The reasoning of the followers from the startup space may seem pretty logical:
- If “big guys” adapt microservices AND I want to be like “big guys” THEN I should use microservices too.
- Microservices is the next “big thing”, so I should jump on the bandwagon ASAP.
- If we won’t use microservices right from the start we’ll end with a painful & costly rewrites down the line.
However, this reasoning overlooks some of basic objections:
- There is a ladder of growth steps between a “big guy” and a fresh startup. It’s just too different context to assume such simplistic reasoning may actually work.
- Rarely any new tech piece renders previously well-established items obsolete overnight. In most of the cases a new item gets it’s share of the space and becomes an option to consider.
- Development costs of early distributing the system can be prohibitive for a company struggling to survive. Most of startups are in such a situation, so realization of that cost comes too late.
Business / organization first
From my experience there’s only one definitive criterion in regards to “when to use microservices”. That criterion is business / organization context. All early successful adopters of microservices were massive organizations. 20 years in business but less than 100 people on board and Basecamp is totally happy with what its CTO David Heinemeier Hansson coined as “Majestic Monolith” architecture approach.
Is that a coincidence? I doubt so. There are inherent technical properties of microservices architecture approach which makes it a natural choice for an organization to adhere to it if the business context is right:
- Independent teams behind each microservice. Even if it’s just one man. At the same time one man team is obviously an anti-pattern due to the intolerable bus factor value. Anyways headcount is the primary driver of standing costs for a typical software product company. You have to get to the point of affording enough people business-wise.
- Massive scale & heterogenous nature of workloads. Shaping up compute resources consumption on individual microservice basis per workload needs is the sweet payoff of the architecture approach which isn’t available in monolithic approaches by design. You still have to get to that point business-wise first.

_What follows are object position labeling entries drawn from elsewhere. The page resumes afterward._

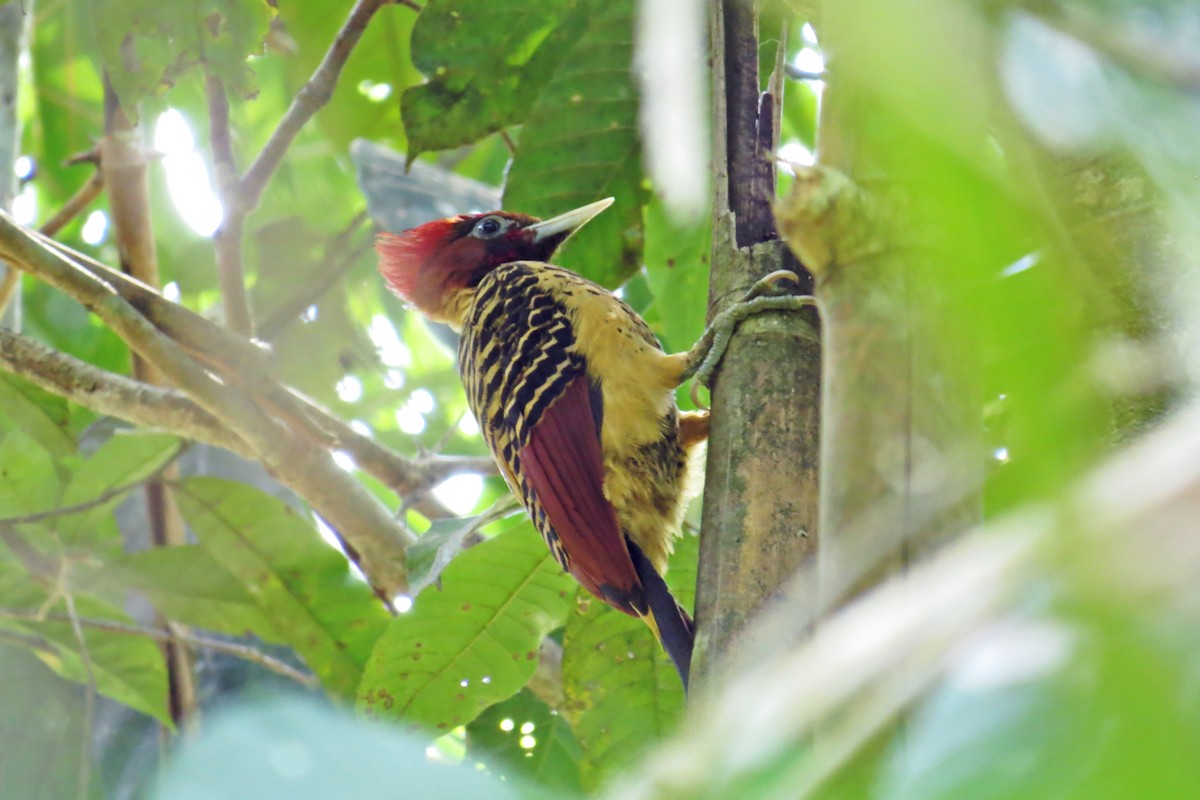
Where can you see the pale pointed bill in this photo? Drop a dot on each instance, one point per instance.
(569, 222)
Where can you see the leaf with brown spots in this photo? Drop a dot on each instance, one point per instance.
(473, 642)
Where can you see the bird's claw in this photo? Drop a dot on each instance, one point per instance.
(774, 292)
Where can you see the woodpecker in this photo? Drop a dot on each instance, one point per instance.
(574, 396)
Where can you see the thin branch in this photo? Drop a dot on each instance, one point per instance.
(78, 202)
(231, 271)
(311, 97)
(237, 649)
(70, 210)
(89, 698)
(246, 364)
(378, 542)
(101, 499)
(145, 405)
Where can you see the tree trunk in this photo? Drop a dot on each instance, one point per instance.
(761, 479)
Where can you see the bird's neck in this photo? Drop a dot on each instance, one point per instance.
(451, 308)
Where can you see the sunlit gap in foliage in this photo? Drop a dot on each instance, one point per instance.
(450, 749)
(468, 425)
(376, 92)
(24, 205)
(95, 228)
(460, 493)
(187, 176)
(810, 60)
(393, 352)
(411, 416)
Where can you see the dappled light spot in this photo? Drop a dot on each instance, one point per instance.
(24, 205)
(349, 389)
(95, 227)
(376, 92)
(187, 176)
(460, 493)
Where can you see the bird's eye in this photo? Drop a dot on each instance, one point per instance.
(489, 228)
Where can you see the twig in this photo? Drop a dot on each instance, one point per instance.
(78, 202)
(377, 540)
(237, 649)
(231, 271)
(243, 361)
(70, 210)
(89, 698)
(311, 97)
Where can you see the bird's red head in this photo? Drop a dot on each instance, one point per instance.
(427, 265)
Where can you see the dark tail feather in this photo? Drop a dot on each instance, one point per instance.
(676, 629)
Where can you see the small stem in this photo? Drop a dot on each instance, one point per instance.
(231, 270)
(237, 649)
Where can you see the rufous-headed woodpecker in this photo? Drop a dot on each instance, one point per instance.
(574, 396)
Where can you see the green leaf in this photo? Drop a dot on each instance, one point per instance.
(473, 642)
(430, 554)
(127, 458)
(303, 587)
(127, 668)
(41, 415)
(677, 270)
(581, 144)
(29, 481)
(185, 584)
(523, 737)
(147, 44)
(293, 747)
(486, 62)
(622, 692)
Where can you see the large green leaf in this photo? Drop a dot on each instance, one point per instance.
(523, 737)
(295, 749)
(127, 668)
(29, 480)
(581, 144)
(129, 457)
(474, 641)
(147, 44)
(486, 62)
(35, 411)
(303, 587)
(185, 584)
(622, 692)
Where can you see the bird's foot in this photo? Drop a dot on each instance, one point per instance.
(774, 292)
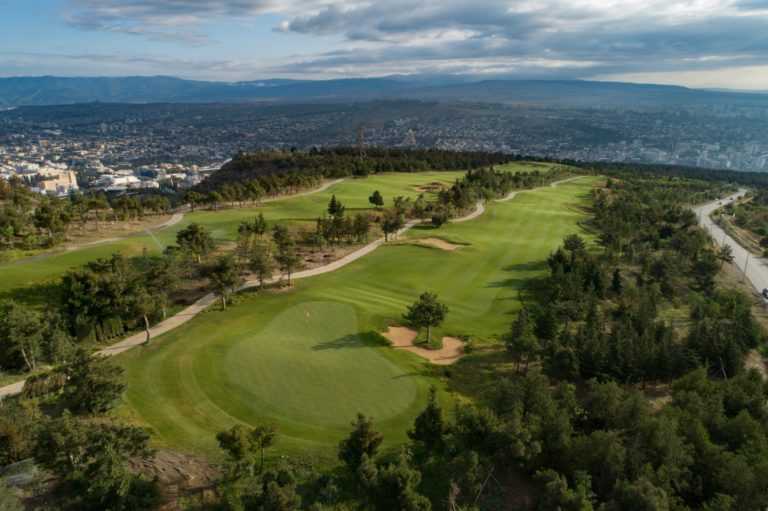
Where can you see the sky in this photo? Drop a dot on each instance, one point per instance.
(695, 43)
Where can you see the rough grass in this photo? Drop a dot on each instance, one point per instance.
(31, 280)
(309, 358)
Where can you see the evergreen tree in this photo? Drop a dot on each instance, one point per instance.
(429, 428)
(426, 312)
(362, 441)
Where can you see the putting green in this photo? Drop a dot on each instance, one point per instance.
(309, 359)
(31, 279)
(314, 340)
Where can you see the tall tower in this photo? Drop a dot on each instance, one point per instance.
(410, 138)
(361, 142)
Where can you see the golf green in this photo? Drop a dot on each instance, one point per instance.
(310, 358)
(29, 279)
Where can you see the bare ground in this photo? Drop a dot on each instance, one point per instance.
(403, 337)
(178, 474)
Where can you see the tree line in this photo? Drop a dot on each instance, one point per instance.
(30, 220)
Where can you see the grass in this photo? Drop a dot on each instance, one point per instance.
(311, 357)
(32, 280)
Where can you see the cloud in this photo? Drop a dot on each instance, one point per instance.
(565, 38)
(164, 20)
(579, 37)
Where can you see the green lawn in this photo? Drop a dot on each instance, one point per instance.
(30, 279)
(528, 166)
(310, 358)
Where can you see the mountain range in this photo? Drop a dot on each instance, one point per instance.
(52, 90)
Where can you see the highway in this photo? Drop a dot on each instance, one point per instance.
(756, 267)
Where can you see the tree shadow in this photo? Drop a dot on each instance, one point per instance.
(47, 294)
(348, 341)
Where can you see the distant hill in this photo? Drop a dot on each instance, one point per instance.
(51, 90)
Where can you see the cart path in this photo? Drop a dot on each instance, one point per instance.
(209, 299)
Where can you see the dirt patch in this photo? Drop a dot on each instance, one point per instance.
(437, 242)
(403, 337)
(176, 472)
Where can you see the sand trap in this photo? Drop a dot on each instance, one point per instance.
(437, 242)
(403, 337)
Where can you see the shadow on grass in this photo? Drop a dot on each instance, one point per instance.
(43, 295)
(348, 341)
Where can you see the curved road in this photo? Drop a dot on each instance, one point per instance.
(209, 299)
(756, 268)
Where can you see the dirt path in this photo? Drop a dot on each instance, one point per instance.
(402, 338)
(209, 299)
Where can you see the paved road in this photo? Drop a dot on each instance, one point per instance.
(209, 299)
(757, 270)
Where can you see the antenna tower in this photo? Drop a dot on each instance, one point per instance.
(361, 142)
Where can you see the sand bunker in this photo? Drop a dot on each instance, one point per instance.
(437, 242)
(403, 337)
(431, 187)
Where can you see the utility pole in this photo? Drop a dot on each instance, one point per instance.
(745, 264)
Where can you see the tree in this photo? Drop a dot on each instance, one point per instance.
(265, 436)
(704, 270)
(363, 440)
(259, 226)
(194, 198)
(725, 255)
(617, 283)
(376, 199)
(195, 239)
(260, 262)
(20, 336)
(94, 383)
(335, 207)
(391, 222)
(426, 312)
(429, 428)
(397, 486)
(243, 445)
(18, 419)
(360, 226)
(279, 492)
(287, 257)
(89, 460)
(521, 340)
(223, 277)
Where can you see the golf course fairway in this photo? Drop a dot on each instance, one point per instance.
(26, 279)
(310, 358)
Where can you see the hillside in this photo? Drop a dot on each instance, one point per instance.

- Portfolio/platform offering. Reusing existing microservices as building blocks of new portfolio/platform pieces is a natural choice. For a new piece it lowers time to market and total cost of ownership. It makes the portfolio/platform strategy of the organization much more flexible. And you still have to get to that point business-wise.
Everything is a tradeoff
I can’t overstate the importance of that statement in CS / IT. There’s no silver bullet and anyone saying the opposite unlikely to really understand what they are talking about.